Jac Bastian portrait

Written by Jac Bastian

Has worked at Diversity Role Models for 4 years and has trained thousands of staff members, delivered workshops to students at every phase and created a range of teaching resources on LGBT+ inclusion.

For most of us, diversity is the reality of our schools. We are communities made up of people from a wide range of backgrounds, cultures, religions and so much more. Diversity Role Models’ recent report found that 14% of secondary students surveyed identified as part of the LGBT+ community. This diversity is the reality of school life, but ensuring that students and staff who are LGBT+ feel like they belong in our schools is the challenge we all face.  Sadly, our report also found that only 27% of secondary students felt that someone who was LGBT+ would feel safe to come out at their school. If we cannot be ourselves it is hard to feel like we belong. 

For nearly 10 years Diversity Role Models have brought LGBT+ and ally role models into classrooms to celebrate our differences, to embed empathy and to help transform school cultures to ensure all students feel like they belong. In primary we focus on celebrating diverse families and in secondary we explore the impact of discrimination and derogatory language. In my four years working with the charity, I’ve had the privilege of seeing first-hand the impact of role model stories on young people in schools across the country. 

For me, our workshops have two clear purposes. Firstly, it is to provide positive representation, reassurance and inspiration for any students who may be questioning their sexual orientation or gender identity. To let them know that they can live a happy, successful life being their true self and they deserve to feel like they belong in their school. I’ve had so many students tell me that our workshop was the first time they’d seen someone like themselves represented in their school and we know what a difference that can make. 

The second purpose of our workshops is for all the other students who do not identify as part of the LGBT+ community. It is vital that those students understand the role they have in shaping the culture of a school and understand what they can do to ensure others feel like they belong.  A personal highlight of mine was hearing two Year 10 boys discussing homophobic language after hearing a powerful personal story on the subject from our role model Alex. One turned to the other and said, “you know when we call James a faggot…maybe that’s not ok!”.  It, of course, seems obvious to us that such behaviour is not ok. But allowing students the chance to reflect on the often-unintended impact of such language allowed them the space to reconsider and change their behaviours. At the end of our workshops 84% of secondary students anonymously say they would support a friend who came out as LGBT+. That’s the power of personal stories. If I’d seen even half that number of my classmates say they’d have supported me to come out it would have totally changed my time at school. 
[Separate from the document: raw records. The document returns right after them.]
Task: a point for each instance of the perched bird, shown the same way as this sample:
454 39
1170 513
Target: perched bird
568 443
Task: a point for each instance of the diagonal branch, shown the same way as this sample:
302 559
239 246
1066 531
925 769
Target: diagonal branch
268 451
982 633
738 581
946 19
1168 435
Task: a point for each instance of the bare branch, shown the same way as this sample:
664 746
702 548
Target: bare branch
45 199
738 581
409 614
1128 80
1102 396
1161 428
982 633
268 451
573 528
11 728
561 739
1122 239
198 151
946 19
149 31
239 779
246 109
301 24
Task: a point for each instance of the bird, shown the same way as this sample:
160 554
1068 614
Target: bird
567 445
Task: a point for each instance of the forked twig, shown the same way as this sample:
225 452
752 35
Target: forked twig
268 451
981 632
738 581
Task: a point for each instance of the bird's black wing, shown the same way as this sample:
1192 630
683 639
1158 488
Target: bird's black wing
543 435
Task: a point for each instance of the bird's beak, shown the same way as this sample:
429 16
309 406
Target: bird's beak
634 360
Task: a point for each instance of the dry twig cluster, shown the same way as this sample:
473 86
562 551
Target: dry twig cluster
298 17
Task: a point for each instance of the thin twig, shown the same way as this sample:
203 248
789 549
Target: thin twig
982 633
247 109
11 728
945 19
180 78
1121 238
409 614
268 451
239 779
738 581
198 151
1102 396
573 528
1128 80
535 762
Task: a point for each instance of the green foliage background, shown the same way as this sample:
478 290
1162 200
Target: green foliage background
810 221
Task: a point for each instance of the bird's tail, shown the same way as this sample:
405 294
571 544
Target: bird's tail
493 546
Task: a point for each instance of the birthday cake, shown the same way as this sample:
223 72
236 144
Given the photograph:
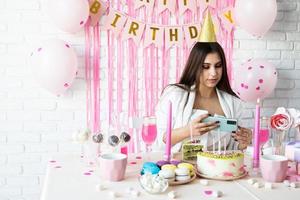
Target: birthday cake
221 165
292 151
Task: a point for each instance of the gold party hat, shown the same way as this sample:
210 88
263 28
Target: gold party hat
207 33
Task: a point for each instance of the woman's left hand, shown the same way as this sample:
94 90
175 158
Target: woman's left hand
243 136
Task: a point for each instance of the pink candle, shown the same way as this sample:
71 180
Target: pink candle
256 136
169 131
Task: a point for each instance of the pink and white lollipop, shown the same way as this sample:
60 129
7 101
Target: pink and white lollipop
281 120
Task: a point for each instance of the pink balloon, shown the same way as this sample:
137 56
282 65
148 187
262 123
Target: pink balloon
68 15
255 79
54 65
255 16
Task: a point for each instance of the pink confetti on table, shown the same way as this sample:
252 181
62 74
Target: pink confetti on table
208 192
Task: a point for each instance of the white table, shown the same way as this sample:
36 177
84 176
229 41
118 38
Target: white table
66 179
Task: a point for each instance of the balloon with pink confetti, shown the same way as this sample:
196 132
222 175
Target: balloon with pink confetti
255 79
68 15
54 65
255 16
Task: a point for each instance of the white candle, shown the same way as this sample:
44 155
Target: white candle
213 143
225 144
219 141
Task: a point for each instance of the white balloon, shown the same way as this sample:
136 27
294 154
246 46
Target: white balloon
68 15
255 16
54 65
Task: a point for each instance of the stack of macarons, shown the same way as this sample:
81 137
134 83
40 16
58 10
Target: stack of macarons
181 172
171 171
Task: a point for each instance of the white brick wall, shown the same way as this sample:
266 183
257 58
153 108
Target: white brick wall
34 124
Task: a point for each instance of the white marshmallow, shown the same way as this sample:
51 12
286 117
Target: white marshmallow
204 182
129 190
257 185
268 185
251 181
172 195
293 185
286 183
113 194
217 193
100 187
135 193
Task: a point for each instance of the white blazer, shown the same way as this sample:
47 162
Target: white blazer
182 107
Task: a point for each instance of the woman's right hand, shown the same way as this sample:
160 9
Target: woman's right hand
197 127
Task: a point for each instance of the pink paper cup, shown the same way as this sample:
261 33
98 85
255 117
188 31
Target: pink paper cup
273 167
113 166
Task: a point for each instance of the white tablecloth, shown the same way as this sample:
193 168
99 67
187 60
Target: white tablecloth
70 178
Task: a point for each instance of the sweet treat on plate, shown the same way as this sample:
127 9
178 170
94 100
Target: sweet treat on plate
188 166
169 166
153 183
125 137
292 151
150 167
227 164
182 174
98 138
190 150
113 140
160 163
167 174
175 162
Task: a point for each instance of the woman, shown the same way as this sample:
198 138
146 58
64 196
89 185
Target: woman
203 88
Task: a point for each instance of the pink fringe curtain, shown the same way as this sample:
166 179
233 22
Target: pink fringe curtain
124 63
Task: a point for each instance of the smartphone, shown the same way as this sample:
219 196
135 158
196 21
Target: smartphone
226 125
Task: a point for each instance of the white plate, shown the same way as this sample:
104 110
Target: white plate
222 178
183 182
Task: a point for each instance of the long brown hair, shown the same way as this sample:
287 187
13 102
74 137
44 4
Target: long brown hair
193 67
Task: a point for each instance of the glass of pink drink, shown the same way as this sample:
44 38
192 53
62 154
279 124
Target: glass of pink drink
149 131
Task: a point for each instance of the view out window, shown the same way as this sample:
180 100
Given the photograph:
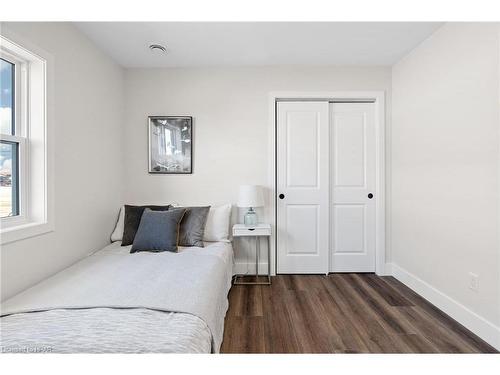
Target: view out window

One of the key findings of our report was that schools that regularly taught about LGBT+ identities were also the schools in which students said that homophobic, biphobic and transphobic language and bullying was less common. To ensure our LGBT+ students feel like they belong we must embed visibility and actively celebrate the diversity of our school communities. We must embed this in our ethos and values, in our lessons, assemblies, libraries, displays and even in the examples we use. A member of our Student Voice Group once told me that her maths teacher used an example of a same-sex couple in a maths problem and from that moment on she knew there was at least one person at the school she could talk to if she needed. No matter how small, each action we take can make a difference. 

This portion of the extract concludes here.